Screening current or former smokers with computed tomography may increase the rate of diagnosis and treatment of lung cancer but may not necessarily reduce the risk of advanced lung cancer or death, according to an article in the March 7 issue of the Journal of the American Medical Association.

Peter B. Bach, MD, of Memorial Sloan-Kettering Cancer Center, New York, and colleagues used a prediction model to examine the effect of computed tomography (CT) screening on individuals by comparing the frequency of lung cancer detection, resection, advanced lung cancer cases, and deaths from lung cancer with the rates that would have occurred in the absence of screening. The current research (a combination of three studies) included 3,246 asymptomatic current or former smokers screened for lung cancer beginning in 1998 either at one of two academic medical centers in the United States or an academic medical center in Italy with median follow-up of 3.9 years. Participants received annual scans with comprehensive evaluation and treatment of detected nodules.

The researchers found that screened individuals were three times more likely to be diagnosed with lung cancer (144 diagnosed cases versus 44.5 expected cases), and 10 times more likely to undergo surgery (109 individuals with lung surgery versus 10.9 expected cases). However, screening did not appear to reduce the risk of advanced lung cancer diagnoses or deaths due to lung cancer.

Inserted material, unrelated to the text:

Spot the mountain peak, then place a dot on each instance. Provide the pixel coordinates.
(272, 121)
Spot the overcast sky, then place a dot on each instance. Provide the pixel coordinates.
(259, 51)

"Our finding of a 10-fold increase in lung cancer surgeries resulting from screening underscores one of the potential public health consequences of CT screening. If the majority of excess early cancers found through screening are unlikely to progress rapidly to a point where they cause clinically significant disease or death, then the thoracic surgeries performed to remove them may be insufficiently beneficial to justify the resulting morbidities," the authors wrote.

"Our finding that CT screening is not associated with a reduction in the chance that a person will develop advanced lung cancer or die from lung cancer are important negative results that should influence how screening is viewed up until that time when more rigorous data are available from randomized trials."

"These findings, because they are thematically consistent with the findings of several randomized studies of lung cancer screening with chest X-ray, should raise doubts about the premise underpinning CT screening for lung cancer, and also raise concerns about its potential harms if pursued on a wide scale," the researchers concluded.

In an accompanying editorial, William C. Black, MD, and John A. Baron, MD, both of Dartmouth Medical School, Hanover, N.H., commented on the study, in which results differed significantly from results of a recent similar study.

"As Bach et al. acknowledge, formulation of screening policy should await the rigorous assessment that will be provided by ongoing randomized controlled trials (the National Lung Screening Trial in the U.S. and the NELSON Trial in Europe). Randomized controlled trials are the most reliable method for obtaining accurate assessments of the benefits and harms of screening in the underlying population. With this design, differences in outcome can be attributed to the intervention without reliance on highly modeled analyses with problematic assumptions. Although expensive and time-consuming, rigorous trials of cancer screening are far more cost-effective than what might be the alternative-widespread adoption of costly screening interventions that cause more harm than good."